The International Archives of the Photogrammetry, Remote Sensing and Spatial Information Sciences
Publications Copernicus
Articles | Volume XL-1/W3
Int. Arch. Photogramm. Remote Sens. Spatial Inf. Sci., XL-1/W3, 257–261, 2013
Int. Arch. Photogramm. Remote Sens. Spatial Inf. Sci., XL-1/W3, 257–261, 2013

  24 Sep 2013

24 Sep 2013


M. Mahdian1, S. Homayouni2, M. A. Fazel1, and F. Mohammadimanesh1 M. Mahdian et al.
  • 1Dept. of Geomatics Engineering, College of Engineering, University of Tehran, Iran
  • 2Dept. of Geography, University of Ottawa, Canada

Keywords: Unsupervised Classification, Expectation Maximization (EM), Polarimetric Synthetic Aperture Radar, Mellin transform, Markov Random Field (MRF)

Abstract. The discrimination capability of Polarimetric Synthetic Aperture Radar (PolSAR) data makes them a unique source of information with a significant contribution in tackling problems concerning environmental applications. One of the most important applications of these data is land cover classification of the earth surface.
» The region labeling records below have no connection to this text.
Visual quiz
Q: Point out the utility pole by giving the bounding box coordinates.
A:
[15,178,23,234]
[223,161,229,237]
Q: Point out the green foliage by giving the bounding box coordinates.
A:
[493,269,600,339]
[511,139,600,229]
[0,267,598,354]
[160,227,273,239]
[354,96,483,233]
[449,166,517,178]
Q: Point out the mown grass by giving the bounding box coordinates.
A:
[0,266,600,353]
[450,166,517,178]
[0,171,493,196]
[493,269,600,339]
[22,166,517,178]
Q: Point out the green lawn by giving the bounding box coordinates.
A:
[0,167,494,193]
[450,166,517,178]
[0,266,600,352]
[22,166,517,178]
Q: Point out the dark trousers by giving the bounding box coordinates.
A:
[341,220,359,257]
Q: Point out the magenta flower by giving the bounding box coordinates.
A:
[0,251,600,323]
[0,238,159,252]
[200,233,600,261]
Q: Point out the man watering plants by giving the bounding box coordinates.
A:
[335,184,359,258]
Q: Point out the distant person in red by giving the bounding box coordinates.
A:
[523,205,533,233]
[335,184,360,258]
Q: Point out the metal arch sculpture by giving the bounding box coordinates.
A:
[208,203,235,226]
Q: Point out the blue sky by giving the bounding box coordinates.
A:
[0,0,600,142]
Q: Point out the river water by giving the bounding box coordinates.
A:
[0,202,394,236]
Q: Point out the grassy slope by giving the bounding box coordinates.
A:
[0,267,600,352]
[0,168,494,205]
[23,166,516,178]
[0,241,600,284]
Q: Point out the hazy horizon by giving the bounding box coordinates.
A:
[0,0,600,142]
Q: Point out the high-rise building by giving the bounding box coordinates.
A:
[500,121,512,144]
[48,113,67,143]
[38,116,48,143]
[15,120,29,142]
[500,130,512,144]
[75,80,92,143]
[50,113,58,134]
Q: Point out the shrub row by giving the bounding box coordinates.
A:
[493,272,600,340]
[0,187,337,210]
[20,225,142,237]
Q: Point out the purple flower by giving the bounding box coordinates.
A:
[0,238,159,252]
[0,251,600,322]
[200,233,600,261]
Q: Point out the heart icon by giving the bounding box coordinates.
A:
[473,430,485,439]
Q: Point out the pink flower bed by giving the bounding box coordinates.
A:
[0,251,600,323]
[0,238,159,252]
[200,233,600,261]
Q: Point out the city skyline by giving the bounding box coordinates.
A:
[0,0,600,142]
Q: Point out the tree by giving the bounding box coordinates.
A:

These data type, make more detailed classification of phenomena by using the physical parameters and scattering mechanisms. In this paper, we have proposed a contextual unsupervised classification approach for full PolSAR data, which allows the use of multiple sources of statistical evidence. Expectation-Maximization (EM) classification algorithm is basically performed to estimate land cover classes. The EM algorithm is an iterative algorithm that formalizes the problem of parameters estimation of a mixture distribution. To represent the statistical properties and integrate contextual information of the associated image data in the analysis process we used Markov random field (MRF) modelling technique. This model is developed by formulating the maximum posteriori decision rule as the minimization of suitable energy functions. For select optimum distribution which adapts the data more efficiently we used Mellin transform which is a natural analytical tool to study the distribution of products and quotients of independent random variables. Our proposed classification method is applied to a full polarimetric L-band dataset acquired from an agricultural region in Winnipeg, Canada. We evaluate the classification performance based on kappa and overall accuracies of the proposed approach and compared with other well-known classic methods.